The car, for me at least, has always been a four-wheeled bubble that allows some peace and quiet, away from the ridiculousness of the world outside.
The Air Bag: An iPad on wheels? Not for me, thanks
This morning I overheard a colleague in the newsroom saying to the guy next to him: "Of course, you know you can unlike a like." Even a year ago I would have stopped dead in my tracks wondering what he was on about, shaking my head in disbelief at this ridiculous use of language. But not now. I am ashamed to say I knew exactly what he was referring to, and it's as much a scourge as it is a blessing in my tiny world: Facebook.
I'll admit I'm a user of this particular social networking website. I don't tweet, I occasionally use LinkedIn, but Facebook allows me to be a bit nosy when it comes to the lives, opinions and activities of people I know and love. It allows me to see hundreds of photographs of my teenage son, who is in the UK and seems to live out his life on its pages. It makes me smile.
It also makes me incredibly cross at times, for the site's creators, it seems, are constantly trying to invade every aspect of our lives, exploiting any possible revenue stream for advertising. And still I can't bring myself to permanently unplug. Two years ago I did disable my account but managed to last only six months before being sucked in again. I'd like to think I'm now more careful when it comes to what I'm prepared to share with my 166 "friends" but there's still enormous potential for trouble by saying the wrong thing or posting the wrong photograph. "Approach with caution" just about sums it up for me.
For all the benefits and drawbacks of social networking - and there are plenty of both - I've never been on a flight or in a car and wished I was able to get online so I could see what my contacts were up to. I still have the ability to switch off from the virtual world and enjoy a few blissful minutes or hours when I'm uncontactable. Do 166 people really need to know what my airline meal consists of, or about the traffic jam on the way home? No.
The car, for me at least, has always been a four-wheeled bubble that allows some peace and quiet, away from the ridiculousness of the world outside. Yet this solitude is increasingly under threat from the car manufacturers themselves and it's just cause for concern, especially for a dinosaur like me. Because nowadays mainstream car companies are less keen to talk about how their new models handle on the road than they are about how you can use them to update your social networking accounts.
Editor Neil Vorano, in his Detroit motor show report and on the road test of the new Mini Coupé on page 3 this week, talks about how car makers are creating infotainment systems that enable access to Twitter and Facebook, and unfortunately this is just the thin end of the wedge. I understand the benefits of being able to access Google Maps information or finding the nearest fuel station or hotel using internet connectivity, really I do. But surely we should all have the ability to sit inside a car or plane without telling the world what we're up to?
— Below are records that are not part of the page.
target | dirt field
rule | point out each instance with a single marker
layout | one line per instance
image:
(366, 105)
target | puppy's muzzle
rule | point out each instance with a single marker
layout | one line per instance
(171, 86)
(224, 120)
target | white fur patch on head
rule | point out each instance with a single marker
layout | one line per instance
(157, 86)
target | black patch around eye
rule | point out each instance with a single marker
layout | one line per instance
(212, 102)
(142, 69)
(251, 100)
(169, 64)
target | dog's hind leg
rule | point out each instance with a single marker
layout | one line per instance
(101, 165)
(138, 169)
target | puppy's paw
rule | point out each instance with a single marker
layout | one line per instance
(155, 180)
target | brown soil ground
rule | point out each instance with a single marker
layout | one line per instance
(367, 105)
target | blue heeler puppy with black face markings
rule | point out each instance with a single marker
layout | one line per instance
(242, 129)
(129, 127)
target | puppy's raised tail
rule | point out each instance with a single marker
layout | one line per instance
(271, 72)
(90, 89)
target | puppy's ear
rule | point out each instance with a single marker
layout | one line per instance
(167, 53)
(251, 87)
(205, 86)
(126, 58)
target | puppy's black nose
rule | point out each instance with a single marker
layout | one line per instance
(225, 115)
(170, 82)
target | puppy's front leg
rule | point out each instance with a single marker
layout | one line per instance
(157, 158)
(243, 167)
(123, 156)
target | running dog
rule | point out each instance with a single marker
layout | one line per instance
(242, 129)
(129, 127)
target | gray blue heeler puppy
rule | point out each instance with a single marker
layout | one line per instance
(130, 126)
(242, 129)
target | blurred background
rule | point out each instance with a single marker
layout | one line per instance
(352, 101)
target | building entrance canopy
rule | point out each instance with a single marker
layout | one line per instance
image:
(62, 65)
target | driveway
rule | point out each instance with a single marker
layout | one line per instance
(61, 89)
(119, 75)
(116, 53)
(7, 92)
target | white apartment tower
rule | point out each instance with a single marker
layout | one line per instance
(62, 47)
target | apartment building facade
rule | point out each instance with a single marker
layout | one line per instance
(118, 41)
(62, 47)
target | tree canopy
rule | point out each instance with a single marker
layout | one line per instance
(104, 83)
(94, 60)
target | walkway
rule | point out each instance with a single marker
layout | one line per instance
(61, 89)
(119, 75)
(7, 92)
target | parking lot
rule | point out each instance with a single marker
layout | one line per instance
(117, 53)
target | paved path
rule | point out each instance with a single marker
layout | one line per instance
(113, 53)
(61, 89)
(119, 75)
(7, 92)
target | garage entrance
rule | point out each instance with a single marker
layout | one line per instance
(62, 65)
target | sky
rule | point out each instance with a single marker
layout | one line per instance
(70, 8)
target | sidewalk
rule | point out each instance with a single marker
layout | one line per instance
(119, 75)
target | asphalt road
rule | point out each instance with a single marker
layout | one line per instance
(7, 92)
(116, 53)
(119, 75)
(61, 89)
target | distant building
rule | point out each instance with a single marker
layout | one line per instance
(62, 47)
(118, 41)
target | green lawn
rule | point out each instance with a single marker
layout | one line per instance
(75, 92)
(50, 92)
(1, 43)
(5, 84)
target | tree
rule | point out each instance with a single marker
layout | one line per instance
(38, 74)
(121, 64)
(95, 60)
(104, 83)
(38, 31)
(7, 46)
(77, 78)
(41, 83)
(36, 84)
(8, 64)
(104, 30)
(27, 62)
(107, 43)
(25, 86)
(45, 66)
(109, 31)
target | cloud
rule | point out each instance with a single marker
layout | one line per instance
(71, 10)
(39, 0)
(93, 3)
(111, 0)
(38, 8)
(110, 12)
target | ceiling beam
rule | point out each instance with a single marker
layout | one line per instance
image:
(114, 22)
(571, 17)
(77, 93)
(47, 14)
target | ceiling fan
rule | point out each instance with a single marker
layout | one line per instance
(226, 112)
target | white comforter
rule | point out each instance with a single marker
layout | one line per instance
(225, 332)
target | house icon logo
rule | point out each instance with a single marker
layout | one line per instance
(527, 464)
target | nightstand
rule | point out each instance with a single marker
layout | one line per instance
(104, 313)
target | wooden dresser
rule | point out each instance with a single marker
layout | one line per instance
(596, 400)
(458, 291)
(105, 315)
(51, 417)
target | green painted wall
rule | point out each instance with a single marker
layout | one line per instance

Concept cars are being unveiled these days that are not much more than iPads on wheels and, for a fan of driving, this is depressing stuff. Most of us have mobile phones that, should we be desperate enough, will allow us to get online. We don't need cars to do it for us. The car is a machine for transportation, not communication, but it's only a matter of time before we're all sucked in, powerless against Zuckerberg and his henchmen. Even George Orwell couldn't have seen that one coming. Unlike.